Great question and one we did not jump into lightly. We actually spent the first two years of the business package-free to make sure we could learn as much as possible before making the right decision. Our packaging is type 2 plastic and is recyclable where facilities exist. Facilities are currently much more equipped to deal with this type of packaging over others. The problem with most compostable and biodegradable packaging is twofold: the end-of-life systems (think recycling/composting facilities) are not yet equipped to deal with this type of packaging at scale. There are also countless stories about compostable packaging leading to further food waste (product recalls due to shelf-life being shorter than anticipated) and the amount of land that is now being diverted to growing crops for packaging instead of actual food for people. With the amount of food insecurity in the world, we believe this needs to be addressed before we put our products into compostable packaging. Until these problems are solved, we will remain with the packaging that creates the least damage. Having said that, we also partner with zero-waste retailers to make our product available package-free – which is the best option of all. So if you’re ready to make that next step, please visit one of those partners!
We aim to have orders processed within 24 hours although it can take up to 2 business days to process an order.

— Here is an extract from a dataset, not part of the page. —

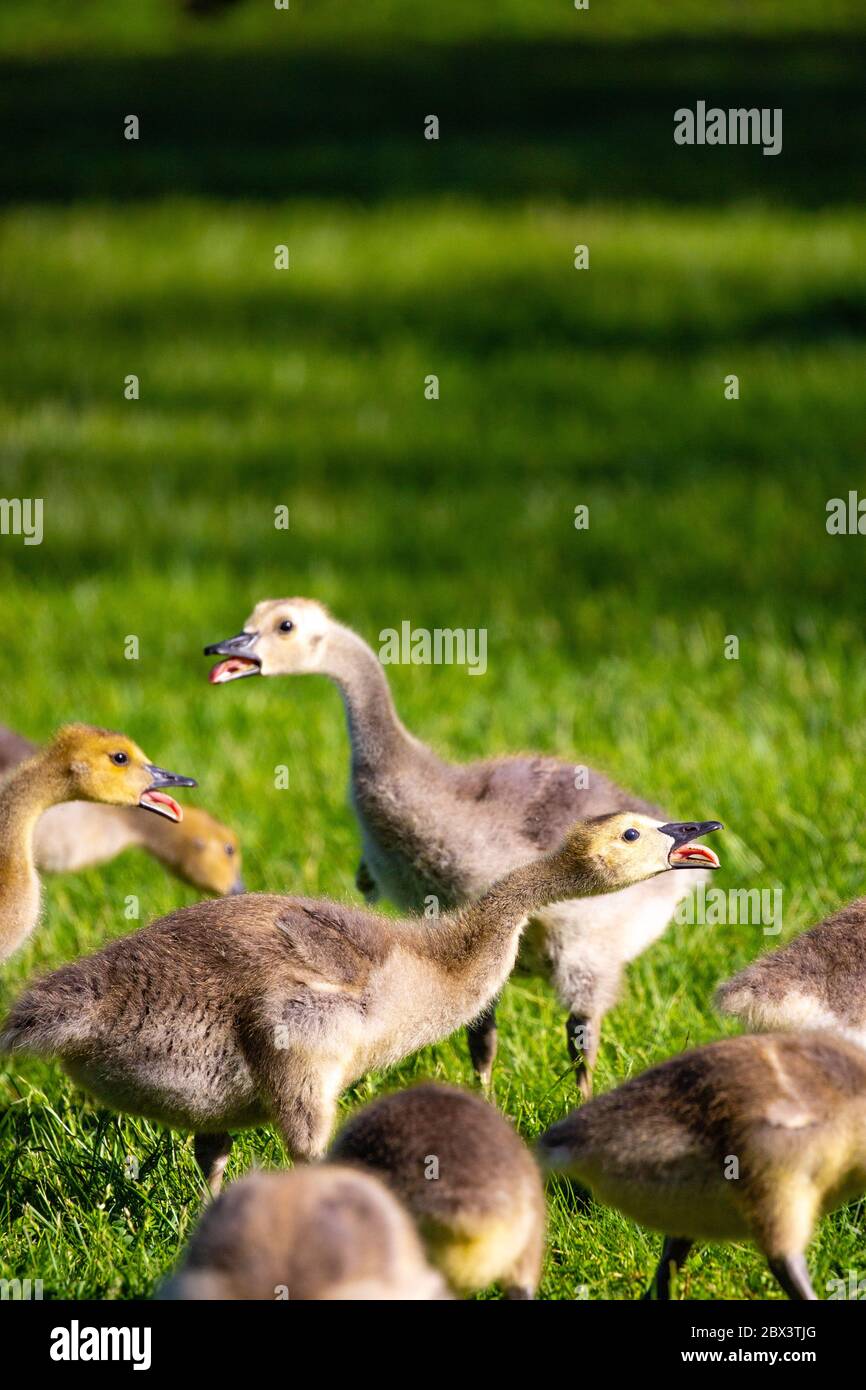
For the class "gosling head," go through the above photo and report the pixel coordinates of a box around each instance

We typically deliver using Canada Post so you will receive a tracking number once the order is processed. Typically most customers within BC receive their order in 3 days or less, while outside of BC it can sometimes take up to one week.
We are rapidly growing our retailers in 2023. Please visit our store locator page to find a store near you. If there aren’t any yet, feel free to mention Susgrainable to them, whether that’s in person or on social media… it all helps. You can also send us an email with the store's name (and address so we get the right one) and we’ll reach out to them to see if they are interested. Doing both provides us with the best chance to make our products more convenient for you and take an even bigger bite out of food waste.